Just two months earlier, another trainer was killed by a 14-year-old. Another trainer at the same park was hit by an orca who broke her arm, injured her lung and dragged her to the bottom of the pool before letting her go. And another dragged her trainer down, allowed him to resurface to catch a breath, and then dragged him back down for another whole minute before releasing him, alive but injured. These are but a handful of reports that are rarely made public.

Even assuming that the death of Stephanie James last Friday was simply an accident, the fact is that the incident took place in an enclosed stall that requires a lot of careful maneuvering by elephants and humans. It’s a situation that’s entirely alien to elephants, who live in huge open spaces and travel hundreds of miles at a time in large family groups across their African homeland.
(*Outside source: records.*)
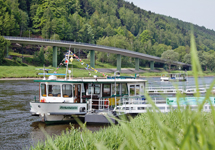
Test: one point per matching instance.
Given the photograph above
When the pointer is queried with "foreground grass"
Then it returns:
(78, 71)
(175, 130)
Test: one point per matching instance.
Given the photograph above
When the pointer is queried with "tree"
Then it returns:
(170, 56)
(145, 36)
(3, 45)
(182, 50)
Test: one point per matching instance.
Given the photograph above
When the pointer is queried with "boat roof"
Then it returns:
(117, 80)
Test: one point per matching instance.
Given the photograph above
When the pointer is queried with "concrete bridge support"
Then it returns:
(152, 65)
(119, 62)
(92, 58)
(54, 64)
(137, 63)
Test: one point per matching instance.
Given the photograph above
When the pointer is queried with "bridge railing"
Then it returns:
(153, 58)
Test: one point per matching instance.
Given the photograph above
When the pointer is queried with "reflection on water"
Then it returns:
(18, 129)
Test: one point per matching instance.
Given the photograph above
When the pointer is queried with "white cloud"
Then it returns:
(200, 12)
On Good Morning America, after zoo director James Vlna had reassured us that Edie would not be punished, Jack Hanna made an appearance to reassure us all that zoos and circuses are wonderful places for animals. Carefully dressed in his safari outfit and hat, as if he were just back from exploring the Amazon, Hanna told us that he “loves saving the animals” and that zoos and circuses are the best hope for saving elephants from extinction. (Watch the interview yourself.)

Hanna proudly added that the Los Angeles Zoo is spending $41 million on a new elephant enclosure, that the Dallas Zoo is spending $39 million on theirs and that the Baltimore Zoo and others are also building new enclosures.

That’s somewhere close to $100 million to house a handful of elephants in marginally better conditions that still bear no relation to the natural home of these largest of all land animals.

If Mr. Hanna and his zoo association really wanted to help elephants in their true homeland, imagine what they could accomplish with that kind of money.